A rally by the self-described "ultra-right-winger" Attila Hildmann was canceled by the city of Berlin's interior ministry on Thursday. The officials said several investigations had been launched over the statements made at the latest Hildmann rally on Saturday, including probes into suspected insults, threats as well as incitement to disorder and illegal acts.
The new rally, originally set for the coming weekend, would likely lead to the utterance of "[criminally] punishable statements once again," Berlin officials said.
The 39-year-old Hildmann had been making appearances in the German media as a vegan chef and cookbook author. In recent months, however, he drew attention for spreading conspiracy theories on the coronavirus pandemic, including allegations that a "genocide" was being prepared under the guise of vaccination. He also spoke at the "Hygiene Demonstrations" directed against social distancing.

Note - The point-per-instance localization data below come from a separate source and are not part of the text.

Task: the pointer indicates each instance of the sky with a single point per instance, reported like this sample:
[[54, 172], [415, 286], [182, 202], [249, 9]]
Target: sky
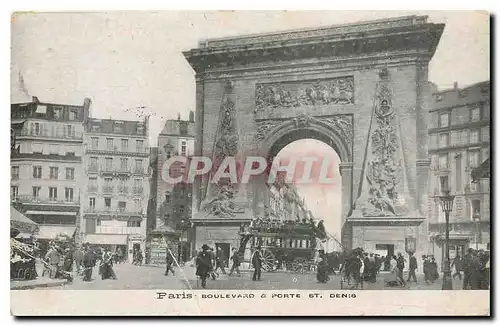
[[125, 60]]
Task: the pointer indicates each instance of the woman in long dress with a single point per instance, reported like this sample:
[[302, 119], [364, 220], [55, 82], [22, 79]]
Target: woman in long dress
[[393, 279]]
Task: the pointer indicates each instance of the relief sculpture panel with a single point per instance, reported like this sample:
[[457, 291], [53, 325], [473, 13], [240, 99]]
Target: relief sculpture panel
[[292, 94]]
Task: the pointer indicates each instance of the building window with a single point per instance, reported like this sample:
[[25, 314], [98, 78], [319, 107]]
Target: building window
[[443, 161], [123, 163], [474, 137], [36, 192], [107, 202], [14, 192], [137, 205], [54, 149], [139, 145], [444, 183], [138, 166], [37, 148], [475, 114], [183, 130], [54, 172], [183, 148], [14, 172], [37, 172], [444, 140], [35, 128], [93, 163], [68, 194], [57, 113], [109, 144], [444, 120], [476, 207], [73, 115], [124, 145], [53, 193], [473, 159], [95, 142], [133, 224], [121, 206], [70, 131], [70, 173], [118, 127], [109, 163]]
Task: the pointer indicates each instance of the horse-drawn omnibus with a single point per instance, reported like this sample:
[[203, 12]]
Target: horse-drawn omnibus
[[289, 246]]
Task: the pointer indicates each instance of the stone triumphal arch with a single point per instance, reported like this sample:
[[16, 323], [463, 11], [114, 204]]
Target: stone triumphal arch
[[361, 88]]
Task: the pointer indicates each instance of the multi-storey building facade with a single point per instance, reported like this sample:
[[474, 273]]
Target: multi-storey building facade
[[116, 184], [459, 133], [46, 164], [173, 201]]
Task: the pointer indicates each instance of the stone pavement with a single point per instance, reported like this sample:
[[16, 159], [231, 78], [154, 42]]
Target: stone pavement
[[39, 282], [151, 277]]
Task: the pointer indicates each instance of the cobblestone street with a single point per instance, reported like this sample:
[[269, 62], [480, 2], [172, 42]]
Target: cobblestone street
[[131, 277]]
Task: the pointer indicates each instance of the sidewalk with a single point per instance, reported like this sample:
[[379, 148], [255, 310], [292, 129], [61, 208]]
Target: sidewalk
[[39, 282]]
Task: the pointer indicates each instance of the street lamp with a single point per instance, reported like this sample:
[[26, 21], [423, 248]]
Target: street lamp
[[476, 217], [447, 205]]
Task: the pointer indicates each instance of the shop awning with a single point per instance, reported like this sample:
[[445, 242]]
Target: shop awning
[[50, 213], [20, 222], [106, 239], [51, 232]]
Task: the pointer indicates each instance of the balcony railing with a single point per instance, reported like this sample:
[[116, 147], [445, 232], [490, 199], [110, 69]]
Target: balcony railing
[[49, 134], [122, 169], [116, 149], [123, 190], [107, 169], [118, 230], [138, 190], [107, 189], [113, 211], [75, 200]]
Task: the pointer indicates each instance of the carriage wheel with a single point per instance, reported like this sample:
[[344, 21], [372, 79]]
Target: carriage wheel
[[299, 265], [268, 261]]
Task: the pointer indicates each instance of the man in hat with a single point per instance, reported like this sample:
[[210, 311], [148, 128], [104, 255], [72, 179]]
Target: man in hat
[[107, 265], [169, 262], [88, 263], [220, 261], [53, 258], [257, 263], [204, 265]]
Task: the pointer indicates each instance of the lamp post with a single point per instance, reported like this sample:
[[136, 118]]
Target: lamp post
[[477, 220], [447, 206]]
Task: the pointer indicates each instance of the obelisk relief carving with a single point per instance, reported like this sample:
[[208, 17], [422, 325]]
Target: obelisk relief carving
[[220, 200], [384, 189]]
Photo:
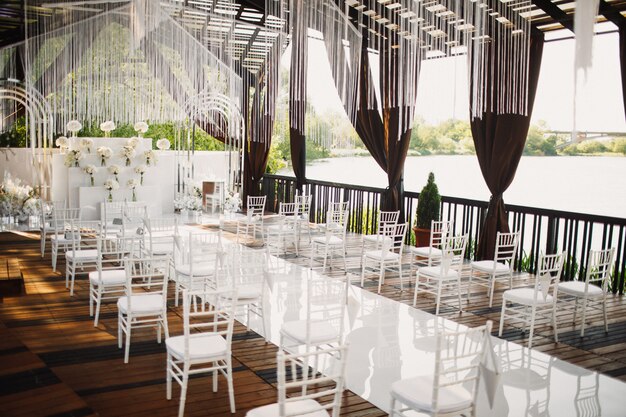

Hildmann believes Chancellor Angela Merkel, the daughter of a protestant pastor, to be Jewish and a leader of a "Zionist regime" involved with "the new axis of evil." The chef, who has a Turkish background, denies being an anti-Semite but claims that certain Jewish families work to destroy Germany and the "German race."
He has recently called for a "blitzkrieg" against toy manufacturer Playmobil over an animated video where toys explain the pandemic and face masks.
At the Berlin rally last Saturday, he accused Merkel and US billionaire Bill Gates of using the coronavirus crisis to launch a genocide campaign.
"Hitler was a blessing compared to the communist Merkel, because she is planning a global genocide of 7 billion people with Gates," he told the crowd of some 200 supporters.
He has also described face masks as "slave masks" and decried his opponents as "leftist fascists."
Commenting on the Thursday ban, Berlin's Interior Minister Andreas Geisel said he was happy about the decision to "draw clear borders" on public behavior.
"The right of assembly and freedom of opinion is very highly valued in our democracy," Geisel said. "But the state will decisively stand up to anyone who takes advantage of it to make possibly illegal statements and trample on other people's dignity."